El grito trumpista de America First lleva implícita la convicción de que en el nuevo desorden mundial habrá segundos, terceros y, por supuesto, últimos. Por eso es que lo que está sucediendo ahora mismo en el país que está First no solo en violencia sino también en contagios, nos afecta a los peruanos. Las consecuencias de lo que está ocurriendo ahora mismo en lo que aún es la capital del Imperio Global tendrán un impacto notorio en nuestro país.

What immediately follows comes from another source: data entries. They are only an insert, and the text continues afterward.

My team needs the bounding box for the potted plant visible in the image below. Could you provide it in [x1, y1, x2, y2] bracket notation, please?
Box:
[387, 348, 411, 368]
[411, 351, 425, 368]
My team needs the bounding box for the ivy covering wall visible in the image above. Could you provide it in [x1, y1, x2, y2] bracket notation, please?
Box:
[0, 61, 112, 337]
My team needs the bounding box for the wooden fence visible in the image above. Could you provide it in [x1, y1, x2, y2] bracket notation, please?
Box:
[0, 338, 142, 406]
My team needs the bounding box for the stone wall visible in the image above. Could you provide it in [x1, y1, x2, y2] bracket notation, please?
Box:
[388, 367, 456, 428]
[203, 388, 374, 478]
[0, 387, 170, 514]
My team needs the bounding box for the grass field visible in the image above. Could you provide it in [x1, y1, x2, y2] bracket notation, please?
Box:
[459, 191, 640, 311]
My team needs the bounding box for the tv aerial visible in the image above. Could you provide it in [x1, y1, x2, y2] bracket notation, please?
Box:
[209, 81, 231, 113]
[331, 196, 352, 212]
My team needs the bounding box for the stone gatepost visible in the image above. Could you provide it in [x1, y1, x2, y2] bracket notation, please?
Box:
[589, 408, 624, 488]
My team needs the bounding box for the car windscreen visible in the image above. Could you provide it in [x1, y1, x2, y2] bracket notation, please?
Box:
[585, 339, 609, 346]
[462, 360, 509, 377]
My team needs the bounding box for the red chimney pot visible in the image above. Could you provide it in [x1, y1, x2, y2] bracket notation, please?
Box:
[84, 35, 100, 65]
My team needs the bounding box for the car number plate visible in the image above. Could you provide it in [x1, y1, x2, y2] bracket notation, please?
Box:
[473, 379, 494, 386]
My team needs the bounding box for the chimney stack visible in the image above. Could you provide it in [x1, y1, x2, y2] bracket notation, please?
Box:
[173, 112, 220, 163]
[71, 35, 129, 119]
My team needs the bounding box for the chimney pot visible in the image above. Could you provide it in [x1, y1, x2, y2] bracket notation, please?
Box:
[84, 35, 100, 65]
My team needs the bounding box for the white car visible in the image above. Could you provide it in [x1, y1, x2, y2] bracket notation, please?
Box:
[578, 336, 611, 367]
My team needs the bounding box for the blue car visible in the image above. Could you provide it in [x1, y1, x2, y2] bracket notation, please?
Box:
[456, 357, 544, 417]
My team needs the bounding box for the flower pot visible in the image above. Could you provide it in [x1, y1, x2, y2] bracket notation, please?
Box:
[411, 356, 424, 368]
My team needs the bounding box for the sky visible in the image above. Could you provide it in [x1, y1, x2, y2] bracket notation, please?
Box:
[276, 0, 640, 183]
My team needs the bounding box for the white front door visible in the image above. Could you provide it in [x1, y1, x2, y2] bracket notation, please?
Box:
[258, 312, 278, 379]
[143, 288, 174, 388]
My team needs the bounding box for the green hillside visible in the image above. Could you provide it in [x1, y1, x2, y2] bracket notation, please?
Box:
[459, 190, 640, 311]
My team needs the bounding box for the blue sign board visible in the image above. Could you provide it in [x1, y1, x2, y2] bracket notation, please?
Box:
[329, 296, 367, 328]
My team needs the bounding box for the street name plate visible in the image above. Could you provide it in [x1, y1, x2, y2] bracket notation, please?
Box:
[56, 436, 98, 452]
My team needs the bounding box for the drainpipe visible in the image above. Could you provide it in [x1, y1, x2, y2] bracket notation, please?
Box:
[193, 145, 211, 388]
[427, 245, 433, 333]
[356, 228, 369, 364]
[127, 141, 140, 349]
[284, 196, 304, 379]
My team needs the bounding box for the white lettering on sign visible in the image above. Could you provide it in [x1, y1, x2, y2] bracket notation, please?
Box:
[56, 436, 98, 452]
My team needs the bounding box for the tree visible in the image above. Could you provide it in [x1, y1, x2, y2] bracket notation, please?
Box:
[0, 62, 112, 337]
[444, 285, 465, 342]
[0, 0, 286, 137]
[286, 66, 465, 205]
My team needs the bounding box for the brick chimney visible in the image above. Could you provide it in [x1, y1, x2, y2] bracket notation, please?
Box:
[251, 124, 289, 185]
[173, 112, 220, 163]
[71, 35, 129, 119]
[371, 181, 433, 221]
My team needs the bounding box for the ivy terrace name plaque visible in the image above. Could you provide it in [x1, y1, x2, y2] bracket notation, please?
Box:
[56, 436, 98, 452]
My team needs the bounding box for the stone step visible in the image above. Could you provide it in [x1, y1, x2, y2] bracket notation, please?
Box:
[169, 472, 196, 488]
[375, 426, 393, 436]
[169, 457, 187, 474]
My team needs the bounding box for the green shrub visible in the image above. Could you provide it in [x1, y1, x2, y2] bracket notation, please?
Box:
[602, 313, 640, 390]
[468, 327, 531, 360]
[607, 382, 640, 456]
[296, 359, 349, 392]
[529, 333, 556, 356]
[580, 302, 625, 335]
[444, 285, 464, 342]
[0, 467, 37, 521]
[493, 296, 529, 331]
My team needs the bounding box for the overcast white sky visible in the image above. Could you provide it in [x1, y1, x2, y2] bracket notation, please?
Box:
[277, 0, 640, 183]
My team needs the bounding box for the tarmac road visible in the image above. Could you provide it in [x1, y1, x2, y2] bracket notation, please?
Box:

Porque entre esos últimos implícitos en el America First está un país sudamericano que intentó salir de la cola y que fracasó. Un país con graves deficiencias estructurales que no pudo recurrir a ningún tipo de solidaridad global porque esta no existía más. De hecho, solidaridad es mucho decir. ¡Un país que ni siquiera podía comprar equipos médicos sin peligro de que se los confisquen! No ha sido el único factor, por supuesto, pero sí es uno de tantos. Uno que hay que tomar en cuenta. Un ingrediente más en la tormenta perfecta que está asolando el Perú. Muchos caminos salen de Roma, de la capital del Imperio, y uno de ellos, como el de un dominó, lleva de la elección de Trump al fallecimiento de un peruano en el Almenara porque no podía respirar.
«No puedo respirar» fueron también las últimas palabras de George Floyd.
«No puedo respirar» es una nueva frase normal.